Chapter 5: Movement During Action Potential
Depolarization
Initiation: Triggered by a stimulus that leads to the opening of voltage-gated sodium channels, allowing sodium ions to rush into the neuron, increasing the intracellular positive charge up to +30 or +35 mV.
Repolarization
Process: Characterized by the closing of sodium channels and the opening of potassium channels, allowing potassium ions to exit, restoring the negative membrane potential.
Sodium-Potassium Pump: Activates to return the neuron to its original ionic conditions, playing a key role in maintaining the resting potential.
Hyperpolarization
Occurrence: May occur when the membrane potential dips below the resting level of -70 mV, typically due to excess potassium efflux.
Resolution: This condition is quickly corrected by the sodium-potassium pump, which works to reset the resting potential.

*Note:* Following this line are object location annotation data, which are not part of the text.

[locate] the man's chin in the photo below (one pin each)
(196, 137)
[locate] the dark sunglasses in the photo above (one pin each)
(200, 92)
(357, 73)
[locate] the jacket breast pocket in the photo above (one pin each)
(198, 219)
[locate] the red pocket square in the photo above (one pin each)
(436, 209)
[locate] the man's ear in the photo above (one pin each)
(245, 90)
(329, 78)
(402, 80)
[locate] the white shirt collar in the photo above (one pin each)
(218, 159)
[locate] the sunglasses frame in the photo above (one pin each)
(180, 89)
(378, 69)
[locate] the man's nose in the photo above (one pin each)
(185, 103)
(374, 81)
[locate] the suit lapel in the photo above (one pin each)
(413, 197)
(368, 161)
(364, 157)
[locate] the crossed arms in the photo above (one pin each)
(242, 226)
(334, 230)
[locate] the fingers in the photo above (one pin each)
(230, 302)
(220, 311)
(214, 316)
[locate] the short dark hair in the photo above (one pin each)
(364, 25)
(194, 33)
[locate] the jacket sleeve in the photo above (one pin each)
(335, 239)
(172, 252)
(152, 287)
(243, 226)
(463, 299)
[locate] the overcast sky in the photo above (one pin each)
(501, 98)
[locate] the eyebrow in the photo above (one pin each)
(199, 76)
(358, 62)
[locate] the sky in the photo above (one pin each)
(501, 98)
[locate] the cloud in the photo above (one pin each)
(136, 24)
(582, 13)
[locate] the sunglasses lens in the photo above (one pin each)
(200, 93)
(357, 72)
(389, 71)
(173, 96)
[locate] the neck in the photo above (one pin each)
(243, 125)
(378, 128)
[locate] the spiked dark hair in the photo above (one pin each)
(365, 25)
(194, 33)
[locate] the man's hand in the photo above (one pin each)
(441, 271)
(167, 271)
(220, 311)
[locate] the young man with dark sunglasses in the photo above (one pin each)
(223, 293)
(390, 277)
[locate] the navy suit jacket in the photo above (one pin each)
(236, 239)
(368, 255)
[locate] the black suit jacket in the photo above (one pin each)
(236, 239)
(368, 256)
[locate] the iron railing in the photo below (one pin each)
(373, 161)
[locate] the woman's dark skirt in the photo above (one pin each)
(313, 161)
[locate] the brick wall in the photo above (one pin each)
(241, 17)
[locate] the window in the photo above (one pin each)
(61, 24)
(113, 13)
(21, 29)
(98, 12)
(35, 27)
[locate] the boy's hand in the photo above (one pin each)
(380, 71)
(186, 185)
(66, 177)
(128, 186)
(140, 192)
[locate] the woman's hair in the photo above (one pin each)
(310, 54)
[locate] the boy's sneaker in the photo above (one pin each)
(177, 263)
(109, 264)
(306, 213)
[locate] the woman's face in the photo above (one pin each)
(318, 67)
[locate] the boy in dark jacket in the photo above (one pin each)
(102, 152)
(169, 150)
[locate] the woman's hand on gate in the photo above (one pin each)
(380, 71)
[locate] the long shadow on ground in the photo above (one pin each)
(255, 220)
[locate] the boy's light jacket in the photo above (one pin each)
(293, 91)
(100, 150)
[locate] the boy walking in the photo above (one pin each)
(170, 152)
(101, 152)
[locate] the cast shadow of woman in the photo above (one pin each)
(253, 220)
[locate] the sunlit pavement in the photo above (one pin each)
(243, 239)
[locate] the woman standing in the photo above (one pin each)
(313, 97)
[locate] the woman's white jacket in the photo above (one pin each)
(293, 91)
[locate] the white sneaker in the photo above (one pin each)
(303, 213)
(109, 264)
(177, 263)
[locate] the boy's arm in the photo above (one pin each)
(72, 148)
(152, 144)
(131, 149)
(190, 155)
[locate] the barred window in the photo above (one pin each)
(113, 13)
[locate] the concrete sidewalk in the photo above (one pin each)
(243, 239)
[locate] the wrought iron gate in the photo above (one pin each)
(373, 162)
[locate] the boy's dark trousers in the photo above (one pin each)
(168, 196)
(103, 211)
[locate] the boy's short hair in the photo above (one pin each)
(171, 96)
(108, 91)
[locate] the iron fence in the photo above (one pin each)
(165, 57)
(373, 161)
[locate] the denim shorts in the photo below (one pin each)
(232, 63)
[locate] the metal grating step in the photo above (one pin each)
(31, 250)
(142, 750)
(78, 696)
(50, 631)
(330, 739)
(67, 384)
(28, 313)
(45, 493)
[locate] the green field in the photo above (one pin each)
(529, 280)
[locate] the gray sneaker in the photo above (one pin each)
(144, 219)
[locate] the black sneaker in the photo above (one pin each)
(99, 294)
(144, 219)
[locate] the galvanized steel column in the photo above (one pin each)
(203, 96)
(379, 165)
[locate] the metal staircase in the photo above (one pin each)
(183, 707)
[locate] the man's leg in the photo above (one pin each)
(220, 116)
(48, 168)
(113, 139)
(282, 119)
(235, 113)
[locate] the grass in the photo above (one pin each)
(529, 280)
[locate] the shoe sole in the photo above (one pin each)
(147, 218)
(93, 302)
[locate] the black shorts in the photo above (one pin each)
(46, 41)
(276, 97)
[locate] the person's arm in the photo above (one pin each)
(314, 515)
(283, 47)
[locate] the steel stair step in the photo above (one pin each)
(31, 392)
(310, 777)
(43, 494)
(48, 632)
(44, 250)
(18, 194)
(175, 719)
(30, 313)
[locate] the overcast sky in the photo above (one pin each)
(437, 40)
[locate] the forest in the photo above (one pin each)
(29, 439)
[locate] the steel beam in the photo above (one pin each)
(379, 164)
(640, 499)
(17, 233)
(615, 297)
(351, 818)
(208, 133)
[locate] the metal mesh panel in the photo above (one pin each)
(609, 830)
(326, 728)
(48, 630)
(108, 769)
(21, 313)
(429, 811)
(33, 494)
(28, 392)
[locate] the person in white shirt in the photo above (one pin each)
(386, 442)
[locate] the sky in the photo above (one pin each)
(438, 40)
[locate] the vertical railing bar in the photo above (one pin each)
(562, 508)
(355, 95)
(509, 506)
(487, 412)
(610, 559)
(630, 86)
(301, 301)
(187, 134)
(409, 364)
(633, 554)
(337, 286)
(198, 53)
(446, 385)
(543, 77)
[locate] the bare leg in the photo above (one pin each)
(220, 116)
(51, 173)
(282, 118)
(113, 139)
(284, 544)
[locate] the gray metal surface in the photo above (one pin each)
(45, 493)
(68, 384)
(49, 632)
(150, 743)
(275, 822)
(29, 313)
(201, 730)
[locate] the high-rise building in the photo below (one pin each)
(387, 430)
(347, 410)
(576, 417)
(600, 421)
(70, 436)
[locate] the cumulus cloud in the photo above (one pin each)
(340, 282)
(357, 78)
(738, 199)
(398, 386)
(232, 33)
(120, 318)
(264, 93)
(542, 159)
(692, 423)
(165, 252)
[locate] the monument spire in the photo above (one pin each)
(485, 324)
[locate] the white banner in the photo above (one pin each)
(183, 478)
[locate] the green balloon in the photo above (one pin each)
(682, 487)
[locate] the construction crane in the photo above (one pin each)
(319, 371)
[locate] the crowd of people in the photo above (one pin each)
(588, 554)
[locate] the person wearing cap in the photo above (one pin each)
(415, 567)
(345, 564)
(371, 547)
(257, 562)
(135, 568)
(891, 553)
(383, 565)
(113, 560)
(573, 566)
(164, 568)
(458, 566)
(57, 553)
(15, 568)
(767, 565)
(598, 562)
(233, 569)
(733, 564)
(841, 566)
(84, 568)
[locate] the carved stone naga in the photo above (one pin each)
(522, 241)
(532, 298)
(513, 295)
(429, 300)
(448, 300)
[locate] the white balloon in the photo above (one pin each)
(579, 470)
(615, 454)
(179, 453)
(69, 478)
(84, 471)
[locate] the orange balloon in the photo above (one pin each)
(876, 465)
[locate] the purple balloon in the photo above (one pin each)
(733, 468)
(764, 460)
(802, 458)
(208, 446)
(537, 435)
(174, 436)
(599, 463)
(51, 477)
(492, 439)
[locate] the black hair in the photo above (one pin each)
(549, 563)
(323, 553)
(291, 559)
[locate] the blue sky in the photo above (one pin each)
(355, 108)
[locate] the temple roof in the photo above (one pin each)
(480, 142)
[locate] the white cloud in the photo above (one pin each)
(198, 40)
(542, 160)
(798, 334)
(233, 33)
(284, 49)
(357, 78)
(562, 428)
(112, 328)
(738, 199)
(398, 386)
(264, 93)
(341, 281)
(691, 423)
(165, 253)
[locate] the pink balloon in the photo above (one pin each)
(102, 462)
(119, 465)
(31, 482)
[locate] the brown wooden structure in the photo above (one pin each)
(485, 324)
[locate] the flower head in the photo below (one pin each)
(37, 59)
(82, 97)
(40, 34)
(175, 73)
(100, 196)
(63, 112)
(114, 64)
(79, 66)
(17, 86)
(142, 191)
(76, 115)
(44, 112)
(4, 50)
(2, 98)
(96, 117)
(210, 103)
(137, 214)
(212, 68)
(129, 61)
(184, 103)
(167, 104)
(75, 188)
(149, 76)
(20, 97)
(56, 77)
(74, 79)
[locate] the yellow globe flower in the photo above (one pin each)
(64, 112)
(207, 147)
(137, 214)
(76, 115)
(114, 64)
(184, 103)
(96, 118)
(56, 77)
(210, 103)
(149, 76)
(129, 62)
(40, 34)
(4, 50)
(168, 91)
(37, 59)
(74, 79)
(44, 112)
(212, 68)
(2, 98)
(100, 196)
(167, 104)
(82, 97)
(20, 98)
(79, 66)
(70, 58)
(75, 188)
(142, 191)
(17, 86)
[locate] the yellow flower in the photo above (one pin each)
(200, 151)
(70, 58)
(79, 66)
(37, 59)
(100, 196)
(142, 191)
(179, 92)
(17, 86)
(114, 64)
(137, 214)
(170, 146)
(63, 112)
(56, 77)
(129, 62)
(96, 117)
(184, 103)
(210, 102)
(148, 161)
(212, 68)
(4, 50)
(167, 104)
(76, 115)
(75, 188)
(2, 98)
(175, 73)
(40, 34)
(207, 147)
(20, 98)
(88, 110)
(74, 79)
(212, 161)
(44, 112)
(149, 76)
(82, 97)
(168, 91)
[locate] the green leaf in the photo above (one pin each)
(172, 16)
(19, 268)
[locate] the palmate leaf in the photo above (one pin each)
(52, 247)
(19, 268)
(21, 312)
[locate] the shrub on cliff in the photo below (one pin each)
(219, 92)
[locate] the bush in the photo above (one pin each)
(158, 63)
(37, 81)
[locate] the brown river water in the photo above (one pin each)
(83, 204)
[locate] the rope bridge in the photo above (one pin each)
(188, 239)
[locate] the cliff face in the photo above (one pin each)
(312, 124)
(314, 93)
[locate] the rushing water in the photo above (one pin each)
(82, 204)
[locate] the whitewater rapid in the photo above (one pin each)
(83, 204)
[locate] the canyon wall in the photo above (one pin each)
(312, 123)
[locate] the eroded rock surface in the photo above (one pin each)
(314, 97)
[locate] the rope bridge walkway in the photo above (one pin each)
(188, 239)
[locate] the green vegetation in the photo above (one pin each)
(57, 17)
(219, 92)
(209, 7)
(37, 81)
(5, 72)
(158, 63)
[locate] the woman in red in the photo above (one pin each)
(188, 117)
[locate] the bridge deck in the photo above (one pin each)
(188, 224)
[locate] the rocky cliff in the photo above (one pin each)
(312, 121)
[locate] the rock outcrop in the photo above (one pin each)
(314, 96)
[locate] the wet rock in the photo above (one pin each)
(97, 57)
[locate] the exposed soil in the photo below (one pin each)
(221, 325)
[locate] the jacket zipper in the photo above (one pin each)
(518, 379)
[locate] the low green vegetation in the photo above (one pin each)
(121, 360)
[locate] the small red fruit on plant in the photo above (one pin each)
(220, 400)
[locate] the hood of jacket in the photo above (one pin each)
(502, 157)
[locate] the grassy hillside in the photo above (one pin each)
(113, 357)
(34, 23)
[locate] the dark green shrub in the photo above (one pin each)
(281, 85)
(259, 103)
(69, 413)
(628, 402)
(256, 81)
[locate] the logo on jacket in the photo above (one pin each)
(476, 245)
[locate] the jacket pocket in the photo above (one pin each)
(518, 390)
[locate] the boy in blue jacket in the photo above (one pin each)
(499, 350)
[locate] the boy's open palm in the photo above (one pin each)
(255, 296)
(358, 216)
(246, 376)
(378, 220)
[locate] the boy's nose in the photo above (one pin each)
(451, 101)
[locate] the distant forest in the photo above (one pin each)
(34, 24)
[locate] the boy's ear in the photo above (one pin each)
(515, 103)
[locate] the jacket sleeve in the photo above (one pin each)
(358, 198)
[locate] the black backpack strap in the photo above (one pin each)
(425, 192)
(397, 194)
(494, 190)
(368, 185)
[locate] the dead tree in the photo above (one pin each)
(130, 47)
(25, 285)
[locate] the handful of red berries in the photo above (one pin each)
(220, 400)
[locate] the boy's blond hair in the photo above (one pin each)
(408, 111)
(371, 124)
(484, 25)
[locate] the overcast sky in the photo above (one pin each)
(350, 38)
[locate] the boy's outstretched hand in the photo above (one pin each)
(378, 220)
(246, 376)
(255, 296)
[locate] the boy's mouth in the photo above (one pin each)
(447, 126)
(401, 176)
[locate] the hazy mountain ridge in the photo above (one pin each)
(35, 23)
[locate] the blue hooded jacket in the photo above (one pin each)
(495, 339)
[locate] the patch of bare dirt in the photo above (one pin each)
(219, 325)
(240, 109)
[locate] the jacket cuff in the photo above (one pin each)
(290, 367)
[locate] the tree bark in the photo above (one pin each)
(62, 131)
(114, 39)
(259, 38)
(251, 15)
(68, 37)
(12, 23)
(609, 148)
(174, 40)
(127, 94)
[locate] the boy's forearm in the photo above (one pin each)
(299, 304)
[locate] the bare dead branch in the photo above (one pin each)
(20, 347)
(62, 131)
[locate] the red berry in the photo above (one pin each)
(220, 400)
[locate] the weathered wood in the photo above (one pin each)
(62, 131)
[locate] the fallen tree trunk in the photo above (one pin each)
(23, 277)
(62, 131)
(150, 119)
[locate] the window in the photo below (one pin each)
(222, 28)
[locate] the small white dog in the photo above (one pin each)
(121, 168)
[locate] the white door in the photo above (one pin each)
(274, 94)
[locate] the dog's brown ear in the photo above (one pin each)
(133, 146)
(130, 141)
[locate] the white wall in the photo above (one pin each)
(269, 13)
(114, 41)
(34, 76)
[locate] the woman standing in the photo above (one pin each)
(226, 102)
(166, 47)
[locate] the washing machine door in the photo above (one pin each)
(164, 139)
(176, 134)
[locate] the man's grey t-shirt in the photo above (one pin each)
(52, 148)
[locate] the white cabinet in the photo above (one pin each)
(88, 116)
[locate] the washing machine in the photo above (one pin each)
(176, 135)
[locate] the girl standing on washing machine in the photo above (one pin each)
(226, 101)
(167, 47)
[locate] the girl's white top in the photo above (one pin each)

Chapter 6: Summary of Action Potentials
Threshold
Definition: The minimum membrane charge required to trigger an action potential; it's a critical concept for understanding neuronal firing.
All-or-Nothing Principle
Mechanism: Action potentials either occur in full or not at all; this principle underscores the binary nature of neural signaling.
Refractory Period
Timeframe: A designated time during which a neuron cannot fire again until it has returned to its resting potential, ensuring proper signal transmission.
Graded Potentials vs. Action Potentials
Graded Potentials: Localized changes in membrane potential that can be either depolarizing or hyperpolarizing.
Action Potentials: Full depolarization events that necessitate reaching a specific threshold to occur, leading to significant cellular responses.
Chapter 7: Effect of Neuron Structure on Signal Speed
Factors Impacting Speed
Myelination: The presence of myelin significantly accelerates the transmission of electrical signals along axons.
Axon Diameter: Larger axon diameters correlate with increased transmission rates, allowing signals to travel more efficiently.
Understanding these principles is fundamental as students prepare to explore the intricacies of synaptic functioning in subsequent lectures.